Who is DevSecOps and Why It Matters

DevSecOps is a practice that combines development (Dev), operations (Ops), and security (Sec) into a single workflow.
If DevOps focuses on automation and speeding up delivery, DevSecOps adds a mandatory layer of security to the process.

What Does a DevSecOps Engineer Do?

The main responsibility is to embed security into every stage of the CI/CD pipeline.
They ensure that code, infrastructure, and processes are secure and compliant.

Key Responsibilities:

  • Automating security checks inside CI/CD.
  • Running SAST, DAST, and SCA (code, application, and dependency scanning).
  • Managing secrets (Vault, KMS, Sealed Secrets).
  • Container security (image scanning, Kubernetes admission policies).
  • Incident monitoring and response.
  • Educating Dev and Ops teams on security best practices.

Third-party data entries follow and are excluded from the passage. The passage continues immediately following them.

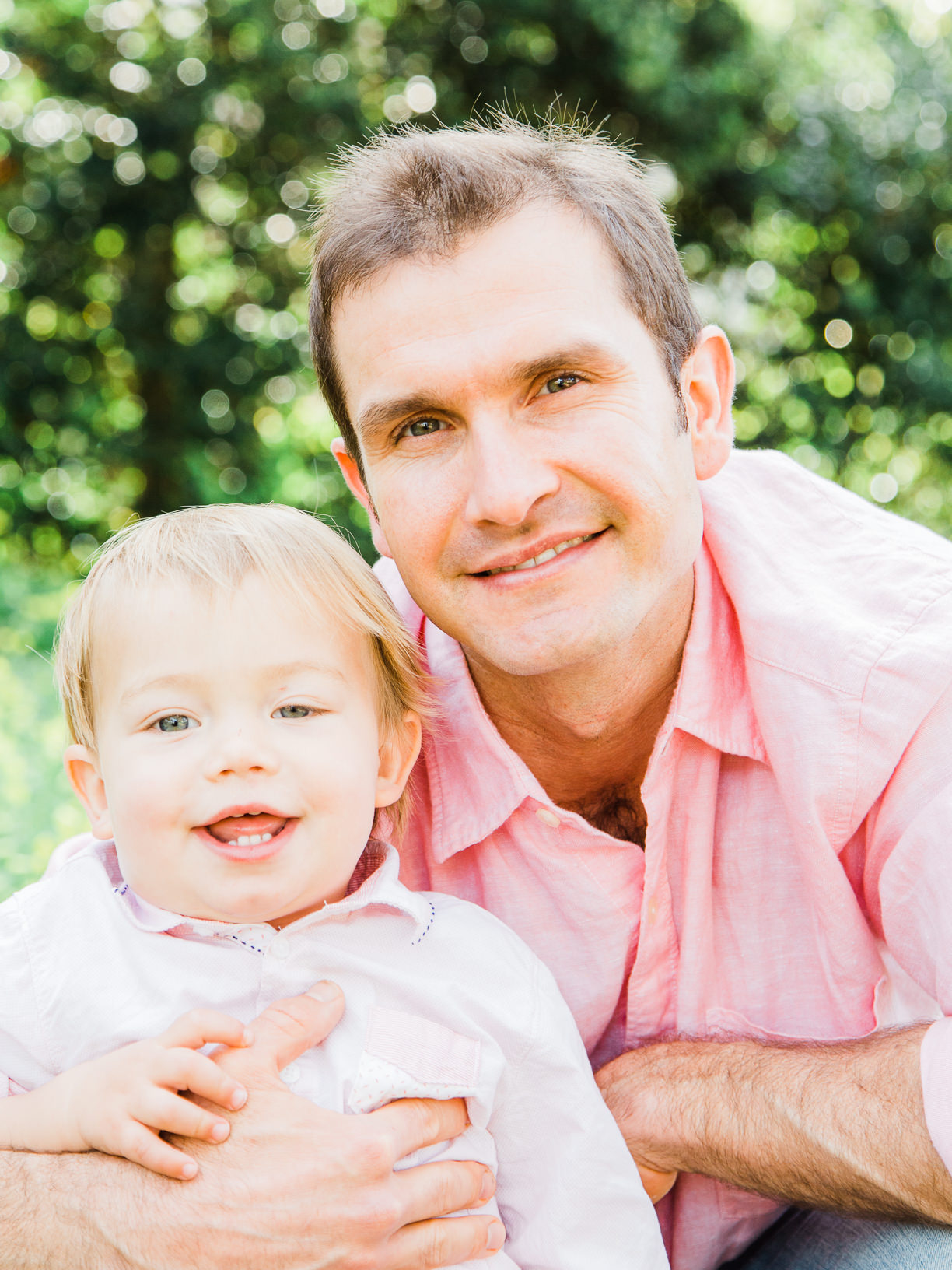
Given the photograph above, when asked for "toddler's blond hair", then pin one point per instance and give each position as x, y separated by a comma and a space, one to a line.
216, 548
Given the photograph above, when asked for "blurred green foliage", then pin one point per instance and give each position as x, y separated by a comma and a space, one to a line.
158, 160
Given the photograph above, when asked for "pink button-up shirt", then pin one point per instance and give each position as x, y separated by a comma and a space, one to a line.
796, 880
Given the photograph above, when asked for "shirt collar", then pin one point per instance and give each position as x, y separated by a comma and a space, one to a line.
712, 699
375, 883
476, 781
466, 753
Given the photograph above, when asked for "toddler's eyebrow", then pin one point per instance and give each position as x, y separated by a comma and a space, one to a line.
186, 681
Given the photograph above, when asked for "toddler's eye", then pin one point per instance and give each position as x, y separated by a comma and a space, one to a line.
293, 713
174, 723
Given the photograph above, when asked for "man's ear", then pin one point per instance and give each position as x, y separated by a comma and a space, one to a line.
707, 388
397, 755
82, 769
355, 482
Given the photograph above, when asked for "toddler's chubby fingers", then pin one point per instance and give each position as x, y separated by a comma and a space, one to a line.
163, 1110
206, 1028
146, 1149
186, 1069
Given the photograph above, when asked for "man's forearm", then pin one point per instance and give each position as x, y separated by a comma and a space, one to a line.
835, 1127
47, 1212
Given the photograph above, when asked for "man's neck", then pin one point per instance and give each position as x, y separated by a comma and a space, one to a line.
586, 731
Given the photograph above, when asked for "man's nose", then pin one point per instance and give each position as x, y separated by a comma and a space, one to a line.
240, 749
508, 472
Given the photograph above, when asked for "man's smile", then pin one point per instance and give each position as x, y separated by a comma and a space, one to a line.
540, 556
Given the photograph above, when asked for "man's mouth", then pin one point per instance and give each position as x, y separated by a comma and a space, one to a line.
248, 830
550, 554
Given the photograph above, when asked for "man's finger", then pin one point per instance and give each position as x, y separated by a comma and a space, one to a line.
414, 1123
283, 1032
428, 1245
656, 1184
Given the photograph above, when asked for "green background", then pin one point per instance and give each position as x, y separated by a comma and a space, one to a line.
158, 164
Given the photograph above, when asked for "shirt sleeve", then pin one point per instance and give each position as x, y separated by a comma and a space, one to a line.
24, 1062
569, 1193
909, 886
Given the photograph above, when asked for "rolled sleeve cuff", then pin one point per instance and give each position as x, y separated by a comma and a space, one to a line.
936, 1067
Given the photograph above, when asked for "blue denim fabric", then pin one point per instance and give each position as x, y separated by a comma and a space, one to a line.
821, 1241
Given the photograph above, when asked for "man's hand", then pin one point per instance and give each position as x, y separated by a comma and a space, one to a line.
838, 1127
293, 1188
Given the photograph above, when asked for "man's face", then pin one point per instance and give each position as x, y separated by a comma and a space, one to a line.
522, 445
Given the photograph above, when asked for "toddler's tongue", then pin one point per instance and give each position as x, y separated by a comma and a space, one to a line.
234, 827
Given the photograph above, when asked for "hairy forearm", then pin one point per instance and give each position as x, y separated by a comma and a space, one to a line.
837, 1127
47, 1212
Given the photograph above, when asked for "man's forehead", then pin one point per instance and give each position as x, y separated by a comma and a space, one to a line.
513, 296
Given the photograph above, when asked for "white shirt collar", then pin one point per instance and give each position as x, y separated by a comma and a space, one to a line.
375, 883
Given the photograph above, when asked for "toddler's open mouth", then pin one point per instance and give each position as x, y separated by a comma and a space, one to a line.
248, 830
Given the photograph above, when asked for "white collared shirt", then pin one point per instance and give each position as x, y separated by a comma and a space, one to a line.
442, 1001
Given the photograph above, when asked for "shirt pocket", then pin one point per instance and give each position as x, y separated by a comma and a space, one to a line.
409, 1057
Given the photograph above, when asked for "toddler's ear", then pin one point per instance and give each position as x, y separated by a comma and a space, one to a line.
82, 770
397, 755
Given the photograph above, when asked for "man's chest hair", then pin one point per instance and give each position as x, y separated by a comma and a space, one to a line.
617, 812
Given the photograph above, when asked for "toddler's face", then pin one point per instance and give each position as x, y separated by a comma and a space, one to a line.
239, 756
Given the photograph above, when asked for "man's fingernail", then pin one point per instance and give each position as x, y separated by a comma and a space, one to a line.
495, 1237
324, 991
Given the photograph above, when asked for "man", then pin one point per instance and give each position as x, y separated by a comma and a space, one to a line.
702, 776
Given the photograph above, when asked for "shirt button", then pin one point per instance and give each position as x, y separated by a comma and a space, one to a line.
548, 817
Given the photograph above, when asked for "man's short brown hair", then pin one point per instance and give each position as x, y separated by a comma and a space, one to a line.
417, 192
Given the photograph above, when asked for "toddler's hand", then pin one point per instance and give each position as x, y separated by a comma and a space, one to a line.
121, 1103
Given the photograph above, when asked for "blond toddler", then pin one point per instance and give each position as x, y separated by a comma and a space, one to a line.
245, 713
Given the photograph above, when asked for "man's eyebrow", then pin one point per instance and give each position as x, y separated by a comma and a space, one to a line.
380, 414
572, 357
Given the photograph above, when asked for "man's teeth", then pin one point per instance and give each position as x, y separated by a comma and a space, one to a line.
544, 556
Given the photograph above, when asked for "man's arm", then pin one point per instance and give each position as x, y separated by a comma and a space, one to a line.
837, 1127
295, 1187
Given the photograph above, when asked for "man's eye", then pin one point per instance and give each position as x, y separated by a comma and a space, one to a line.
558, 383
293, 713
174, 723
423, 427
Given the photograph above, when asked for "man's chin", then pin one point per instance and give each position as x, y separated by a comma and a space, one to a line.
534, 649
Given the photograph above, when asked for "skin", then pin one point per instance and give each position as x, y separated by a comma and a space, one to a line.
506, 400
216, 703
293, 1187
271, 705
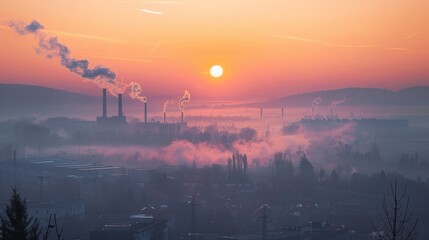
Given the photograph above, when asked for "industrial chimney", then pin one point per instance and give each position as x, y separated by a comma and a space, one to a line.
145, 112
104, 103
120, 113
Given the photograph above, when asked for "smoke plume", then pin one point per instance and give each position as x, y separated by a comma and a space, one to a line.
164, 107
51, 48
136, 91
186, 98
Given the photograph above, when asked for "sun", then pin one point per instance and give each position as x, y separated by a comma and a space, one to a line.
216, 71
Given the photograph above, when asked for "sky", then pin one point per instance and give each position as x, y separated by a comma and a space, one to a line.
267, 48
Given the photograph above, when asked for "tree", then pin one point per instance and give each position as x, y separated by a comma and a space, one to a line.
17, 225
397, 220
306, 169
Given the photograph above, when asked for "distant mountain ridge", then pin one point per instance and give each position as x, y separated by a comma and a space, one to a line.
418, 95
28, 100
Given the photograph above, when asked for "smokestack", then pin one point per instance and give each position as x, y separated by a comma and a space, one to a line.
145, 111
104, 102
120, 113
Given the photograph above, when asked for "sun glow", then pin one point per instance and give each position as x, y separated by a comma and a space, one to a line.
216, 71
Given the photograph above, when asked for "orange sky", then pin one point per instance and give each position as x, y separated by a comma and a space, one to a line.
268, 48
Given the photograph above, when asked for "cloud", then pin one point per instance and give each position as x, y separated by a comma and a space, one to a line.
150, 11
22, 28
86, 36
329, 44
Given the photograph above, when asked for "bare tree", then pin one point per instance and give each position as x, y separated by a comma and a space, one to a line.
397, 221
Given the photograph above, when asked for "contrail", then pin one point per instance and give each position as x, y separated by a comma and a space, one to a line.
50, 47
123, 59
325, 43
150, 11
411, 36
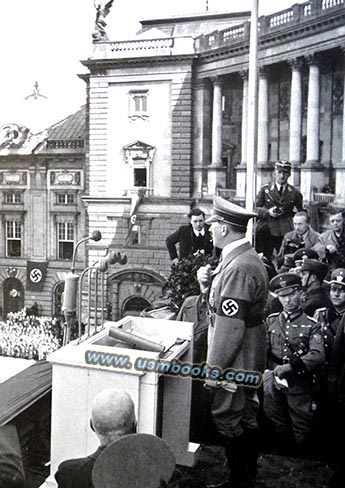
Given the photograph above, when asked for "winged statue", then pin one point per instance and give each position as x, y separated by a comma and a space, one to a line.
100, 23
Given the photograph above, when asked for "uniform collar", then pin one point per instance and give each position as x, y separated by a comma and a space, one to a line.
199, 233
294, 315
232, 246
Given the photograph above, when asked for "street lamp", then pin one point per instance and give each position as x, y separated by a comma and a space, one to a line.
69, 305
252, 115
100, 266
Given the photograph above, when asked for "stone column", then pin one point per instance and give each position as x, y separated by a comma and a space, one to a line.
263, 117
340, 167
198, 142
241, 168
216, 170
312, 169
263, 169
295, 142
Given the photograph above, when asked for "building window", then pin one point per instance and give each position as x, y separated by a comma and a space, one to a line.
135, 235
13, 239
65, 240
138, 104
65, 198
13, 197
140, 177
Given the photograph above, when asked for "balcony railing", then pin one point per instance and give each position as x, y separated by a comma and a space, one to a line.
146, 192
295, 15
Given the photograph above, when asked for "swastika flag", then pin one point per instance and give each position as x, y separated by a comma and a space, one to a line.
35, 275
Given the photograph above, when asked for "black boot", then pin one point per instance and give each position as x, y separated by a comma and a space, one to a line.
252, 442
241, 474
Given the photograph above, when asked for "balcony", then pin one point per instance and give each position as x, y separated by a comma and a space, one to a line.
140, 190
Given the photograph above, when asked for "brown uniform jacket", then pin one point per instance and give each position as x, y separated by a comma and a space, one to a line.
290, 202
295, 340
236, 336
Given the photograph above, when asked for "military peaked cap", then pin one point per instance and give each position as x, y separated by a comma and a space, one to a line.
314, 266
304, 253
283, 165
230, 213
337, 276
285, 283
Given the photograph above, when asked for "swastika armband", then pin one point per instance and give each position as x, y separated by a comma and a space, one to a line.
232, 307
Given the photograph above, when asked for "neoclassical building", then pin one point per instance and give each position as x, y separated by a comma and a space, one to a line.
167, 127
41, 212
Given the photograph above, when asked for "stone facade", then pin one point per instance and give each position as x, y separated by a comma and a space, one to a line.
167, 118
41, 211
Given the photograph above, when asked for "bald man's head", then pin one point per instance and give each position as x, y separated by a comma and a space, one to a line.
112, 415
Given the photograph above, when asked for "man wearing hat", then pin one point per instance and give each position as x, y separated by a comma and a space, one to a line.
294, 351
313, 272
331, 243
280, 201
303, 236
332, 321
236, 292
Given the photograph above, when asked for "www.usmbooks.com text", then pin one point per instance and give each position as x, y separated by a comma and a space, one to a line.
201, 371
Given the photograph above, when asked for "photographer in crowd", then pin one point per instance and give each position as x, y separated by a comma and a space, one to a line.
280, 201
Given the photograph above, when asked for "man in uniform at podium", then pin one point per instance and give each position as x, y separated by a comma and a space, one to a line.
279, 201
236, 292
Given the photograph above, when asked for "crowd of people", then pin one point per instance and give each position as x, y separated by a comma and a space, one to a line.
275, 306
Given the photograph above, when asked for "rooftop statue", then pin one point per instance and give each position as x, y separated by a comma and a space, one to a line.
99, 33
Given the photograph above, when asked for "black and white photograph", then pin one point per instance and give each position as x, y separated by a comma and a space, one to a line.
172, 244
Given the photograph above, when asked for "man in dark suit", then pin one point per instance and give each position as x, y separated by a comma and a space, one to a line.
112, 416
280, 201
236, 292
191, 238
303, 236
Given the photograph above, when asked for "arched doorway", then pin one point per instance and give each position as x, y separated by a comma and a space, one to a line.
13, 297
134, 305
132, 290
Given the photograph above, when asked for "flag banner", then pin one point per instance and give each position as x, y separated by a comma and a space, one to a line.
136, 199
35, 275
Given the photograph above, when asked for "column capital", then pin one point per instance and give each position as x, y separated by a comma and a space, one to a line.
312, 59
200, 84
264, 71
216, 80
296, 63
244, 74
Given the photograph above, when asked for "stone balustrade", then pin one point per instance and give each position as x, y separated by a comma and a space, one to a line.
165, 46
269, 24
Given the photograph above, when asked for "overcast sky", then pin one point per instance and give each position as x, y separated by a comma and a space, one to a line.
44, 41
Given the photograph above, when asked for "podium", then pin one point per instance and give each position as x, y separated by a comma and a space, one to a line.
162, 399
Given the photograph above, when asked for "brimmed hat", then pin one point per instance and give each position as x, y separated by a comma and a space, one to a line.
283, 165
337, 276
315, 267
304, 253
230, 213
285, 283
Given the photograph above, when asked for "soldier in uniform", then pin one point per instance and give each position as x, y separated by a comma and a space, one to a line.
303, 236
280, 201
332, 321
236, 291
331, 243
295, 350
315, 296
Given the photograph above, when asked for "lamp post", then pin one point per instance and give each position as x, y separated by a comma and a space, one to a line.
252, 115
100, 266
69, 304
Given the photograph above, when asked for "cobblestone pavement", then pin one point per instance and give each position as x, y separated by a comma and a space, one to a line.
273, 471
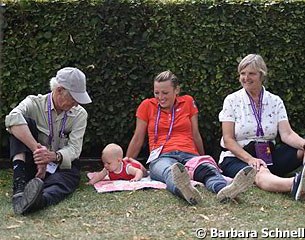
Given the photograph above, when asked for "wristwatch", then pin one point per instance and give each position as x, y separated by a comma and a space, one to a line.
58, 158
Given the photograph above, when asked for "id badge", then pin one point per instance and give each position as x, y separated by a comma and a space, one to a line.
263, 152
154, 154
51, 167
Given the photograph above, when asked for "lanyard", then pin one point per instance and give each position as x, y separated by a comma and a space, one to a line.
50, 122
258, 113
157, 123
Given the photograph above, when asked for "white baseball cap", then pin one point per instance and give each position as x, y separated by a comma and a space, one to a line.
74, 80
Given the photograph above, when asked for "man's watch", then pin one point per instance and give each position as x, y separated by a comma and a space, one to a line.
58, 158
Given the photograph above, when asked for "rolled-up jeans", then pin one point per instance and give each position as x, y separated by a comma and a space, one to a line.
160, 168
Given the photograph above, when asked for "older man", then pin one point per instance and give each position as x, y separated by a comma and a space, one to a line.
46, 141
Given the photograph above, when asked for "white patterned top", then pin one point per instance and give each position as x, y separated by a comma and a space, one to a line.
237, 108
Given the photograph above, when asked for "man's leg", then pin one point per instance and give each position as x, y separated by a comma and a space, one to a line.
24, 169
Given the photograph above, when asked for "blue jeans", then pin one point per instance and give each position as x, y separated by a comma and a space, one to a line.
160, 170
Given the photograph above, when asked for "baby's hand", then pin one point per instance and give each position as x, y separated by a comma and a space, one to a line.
90, 183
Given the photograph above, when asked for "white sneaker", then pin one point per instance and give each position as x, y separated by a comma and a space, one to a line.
242, 181
183, 183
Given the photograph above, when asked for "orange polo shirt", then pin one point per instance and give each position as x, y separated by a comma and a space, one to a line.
181, 138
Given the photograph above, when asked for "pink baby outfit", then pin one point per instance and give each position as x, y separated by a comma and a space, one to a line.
124, 175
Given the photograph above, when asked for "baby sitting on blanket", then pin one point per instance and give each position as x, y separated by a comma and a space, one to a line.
117, 168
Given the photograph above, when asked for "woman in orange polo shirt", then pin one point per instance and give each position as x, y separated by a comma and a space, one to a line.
171, 122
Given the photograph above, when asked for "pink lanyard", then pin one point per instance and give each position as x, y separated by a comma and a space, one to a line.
50, 122
258, 113
157, 123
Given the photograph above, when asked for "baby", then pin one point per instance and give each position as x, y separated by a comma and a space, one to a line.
118, 168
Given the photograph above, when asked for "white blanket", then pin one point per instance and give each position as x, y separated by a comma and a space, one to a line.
123, 185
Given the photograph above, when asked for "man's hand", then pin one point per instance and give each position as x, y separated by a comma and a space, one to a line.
41, 171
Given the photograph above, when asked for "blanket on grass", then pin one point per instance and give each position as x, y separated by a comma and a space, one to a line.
123, 185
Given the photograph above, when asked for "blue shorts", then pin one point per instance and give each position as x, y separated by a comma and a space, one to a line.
284, 160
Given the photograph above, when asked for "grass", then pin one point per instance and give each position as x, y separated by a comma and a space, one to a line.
145, 214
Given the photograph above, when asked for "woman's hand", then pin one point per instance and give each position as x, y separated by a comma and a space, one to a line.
256, 163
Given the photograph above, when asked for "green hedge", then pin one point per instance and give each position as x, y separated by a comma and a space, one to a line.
122, 44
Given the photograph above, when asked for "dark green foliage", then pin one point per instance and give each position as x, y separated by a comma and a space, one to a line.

How DevSecOps Differs From Classic DevOps

  • DevOps → focuses on speed, stability, and automation.
  • DevSecOps → integrates security at every step, from code to production.
  • The mission of DevSecOps is to make security a part of automation, not a blocker to speed.

Example DevSecOps Practices in Action

  • Every commit triggers dependency scanning (e.g., Trivy, Snyk).
  • Before deploying, Kubernetes manifests are validated with OPA or Kyverno.
  • Secrets are managed via HashiCorp Vault instead of being stored in Git.
  • Only trusted container images from secure registries are deployed.

Why It Matters

  • Supply chain attacks are increasing.
  • A single vulnerable dependency can compromise the whole product.
  • The earlier you catch a security issue, the cheaper it is to fix.

Conclusion

DevSecOps is not just a role but a culture that unites developers, operations, and security experts.
The goal is to make security an integral part of software delivery, not something added at the last moment.